Monitoring Head End Routers
Best Practices: Monitoring Head End Routers
While every network implementation has its own unique characteristics, there are some attributes that are common to all network topologies – particularly those built with the Session Smart Router. This Best Practices document lists some foundational metrics and data to monitor for system performance and health, and is intended as a baseline upon which network administrators can build.
Juniper provides a Monitoring Agent plugin that dramtically simplifies the data collection process. This is generally preferred to legacy data collection techniques (e.g., SNMP) as it is much more scalable and has a variety of flexible output formats.
Platform Fundamentals
Each SSR is running on a computer, and that computer may be either physical or virtual. It is important to monitor various attributes of the underlying platform to ensure a healthy, stable platform. This includes:
- CPU utilization. An SSR running as a head end will "pin" a number of CPU cores for its packet forwarding engine. The number of cores is established at the time the software is installed, using a platform assessment algorithm, but may be modified by a user using the
forwarding-core-count
configuration option within the SSR data model. - Memory. The SSR should have a fairly predictable pattern of memory utilization. There may be periodic peaks of activity as various system processes run; e.g., database downsampling, resynchronizing with a peer, applying configuration, etc.

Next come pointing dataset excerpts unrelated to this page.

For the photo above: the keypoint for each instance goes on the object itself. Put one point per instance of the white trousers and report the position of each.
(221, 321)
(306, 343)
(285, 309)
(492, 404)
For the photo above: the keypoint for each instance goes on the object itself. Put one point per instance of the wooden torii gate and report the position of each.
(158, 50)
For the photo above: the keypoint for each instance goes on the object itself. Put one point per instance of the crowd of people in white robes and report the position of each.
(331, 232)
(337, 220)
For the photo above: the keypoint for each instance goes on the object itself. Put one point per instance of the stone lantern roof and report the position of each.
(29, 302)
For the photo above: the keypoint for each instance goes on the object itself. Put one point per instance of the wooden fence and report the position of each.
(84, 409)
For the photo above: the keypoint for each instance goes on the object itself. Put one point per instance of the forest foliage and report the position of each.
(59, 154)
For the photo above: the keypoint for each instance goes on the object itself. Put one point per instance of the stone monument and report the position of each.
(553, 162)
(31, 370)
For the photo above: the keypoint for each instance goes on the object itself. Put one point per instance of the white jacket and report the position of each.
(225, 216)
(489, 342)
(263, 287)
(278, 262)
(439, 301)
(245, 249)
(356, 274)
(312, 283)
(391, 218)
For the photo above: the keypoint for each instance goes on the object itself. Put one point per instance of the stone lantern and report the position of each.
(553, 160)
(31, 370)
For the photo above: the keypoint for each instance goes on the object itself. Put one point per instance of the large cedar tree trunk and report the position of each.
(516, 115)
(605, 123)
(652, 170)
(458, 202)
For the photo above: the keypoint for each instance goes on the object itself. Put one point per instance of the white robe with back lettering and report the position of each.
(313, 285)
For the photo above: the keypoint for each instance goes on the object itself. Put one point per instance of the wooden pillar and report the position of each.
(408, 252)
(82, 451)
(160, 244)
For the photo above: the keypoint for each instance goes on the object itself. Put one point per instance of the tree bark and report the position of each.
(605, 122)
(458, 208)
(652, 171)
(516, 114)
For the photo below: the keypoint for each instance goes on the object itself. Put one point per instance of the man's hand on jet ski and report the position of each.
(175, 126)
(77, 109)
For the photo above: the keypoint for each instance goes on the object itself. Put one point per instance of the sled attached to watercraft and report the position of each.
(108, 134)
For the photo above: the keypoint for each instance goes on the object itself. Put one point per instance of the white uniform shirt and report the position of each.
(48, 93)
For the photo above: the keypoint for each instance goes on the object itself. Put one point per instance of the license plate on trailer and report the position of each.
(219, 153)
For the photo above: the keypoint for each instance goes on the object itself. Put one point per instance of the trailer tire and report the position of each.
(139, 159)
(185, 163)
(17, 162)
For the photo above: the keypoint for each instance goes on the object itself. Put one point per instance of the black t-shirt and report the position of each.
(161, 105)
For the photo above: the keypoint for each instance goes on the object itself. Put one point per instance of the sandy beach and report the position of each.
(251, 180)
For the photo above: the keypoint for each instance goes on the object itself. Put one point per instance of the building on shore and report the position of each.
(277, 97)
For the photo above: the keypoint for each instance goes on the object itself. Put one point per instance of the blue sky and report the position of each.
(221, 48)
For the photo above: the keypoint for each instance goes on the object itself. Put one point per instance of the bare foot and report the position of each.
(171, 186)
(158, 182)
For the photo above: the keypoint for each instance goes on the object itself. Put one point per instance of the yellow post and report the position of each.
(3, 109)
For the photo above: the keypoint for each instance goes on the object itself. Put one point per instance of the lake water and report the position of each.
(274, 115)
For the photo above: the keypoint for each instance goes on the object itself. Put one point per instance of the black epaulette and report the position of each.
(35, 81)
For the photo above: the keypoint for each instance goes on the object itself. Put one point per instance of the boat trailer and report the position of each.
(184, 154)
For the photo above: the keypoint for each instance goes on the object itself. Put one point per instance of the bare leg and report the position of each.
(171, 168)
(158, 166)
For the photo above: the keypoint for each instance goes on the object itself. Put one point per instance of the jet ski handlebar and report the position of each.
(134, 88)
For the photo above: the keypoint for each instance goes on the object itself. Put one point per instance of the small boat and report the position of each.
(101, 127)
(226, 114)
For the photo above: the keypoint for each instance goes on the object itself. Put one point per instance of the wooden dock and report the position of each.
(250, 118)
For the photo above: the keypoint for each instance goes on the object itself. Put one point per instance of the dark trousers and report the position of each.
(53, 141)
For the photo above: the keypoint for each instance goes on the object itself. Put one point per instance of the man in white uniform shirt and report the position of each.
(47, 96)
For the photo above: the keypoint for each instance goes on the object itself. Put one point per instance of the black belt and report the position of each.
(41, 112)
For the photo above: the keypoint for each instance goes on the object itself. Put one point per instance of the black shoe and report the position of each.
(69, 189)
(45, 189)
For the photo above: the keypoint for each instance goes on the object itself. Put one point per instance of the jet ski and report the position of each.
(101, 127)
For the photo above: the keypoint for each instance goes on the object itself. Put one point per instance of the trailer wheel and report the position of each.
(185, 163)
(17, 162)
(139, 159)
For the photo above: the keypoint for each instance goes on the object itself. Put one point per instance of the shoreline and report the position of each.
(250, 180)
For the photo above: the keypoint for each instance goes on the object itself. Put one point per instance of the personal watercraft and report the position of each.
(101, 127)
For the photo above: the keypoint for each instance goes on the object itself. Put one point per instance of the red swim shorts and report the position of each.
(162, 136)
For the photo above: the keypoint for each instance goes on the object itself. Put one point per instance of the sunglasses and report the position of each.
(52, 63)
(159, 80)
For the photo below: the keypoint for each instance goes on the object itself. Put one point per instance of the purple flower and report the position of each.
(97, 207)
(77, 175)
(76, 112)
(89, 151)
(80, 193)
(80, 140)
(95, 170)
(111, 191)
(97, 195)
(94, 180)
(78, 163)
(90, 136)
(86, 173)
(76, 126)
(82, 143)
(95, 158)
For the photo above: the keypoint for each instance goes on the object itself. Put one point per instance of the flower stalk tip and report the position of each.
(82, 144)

- Disk. All SSR log files will rotate through a fixed number of iterations (twenty five, including the active log). Thus the disk utilization should stay relatively constant.
- System sensors. This includes things such as the platform temperature, fan speeds, etc. (physical machines only). All computers have onboard temperature sensors, report fan RPM, among other metrics. These should be monitored to ensure proper operating conditions per the manufacturer's guidelines.
- Link state. One of the fundamentals for monitoring any network device, knowing when links are up or down is a critical piece of information.
SSR Software Fundamentals
Generally, each head end router connects to dozens or hundreds of branch routers, and frequently over multiple transport circuits. The primary focus for monitoring a head end router is to ensure that is fit for aggregating and forwarding traffic to and from the branch routers. The important metrics to consider are:
- RIB size. The SSR's Routing Information Base (RIB) is the accumulation of all routes that the device uses for making traffic forwarding decisions. These are acquired through configuration or through routing protocols. In general, a head end router's RIB should have a predictable number of routes. Variability in the number of RIB entries is due to routing changes, configuration changes, or peer availability.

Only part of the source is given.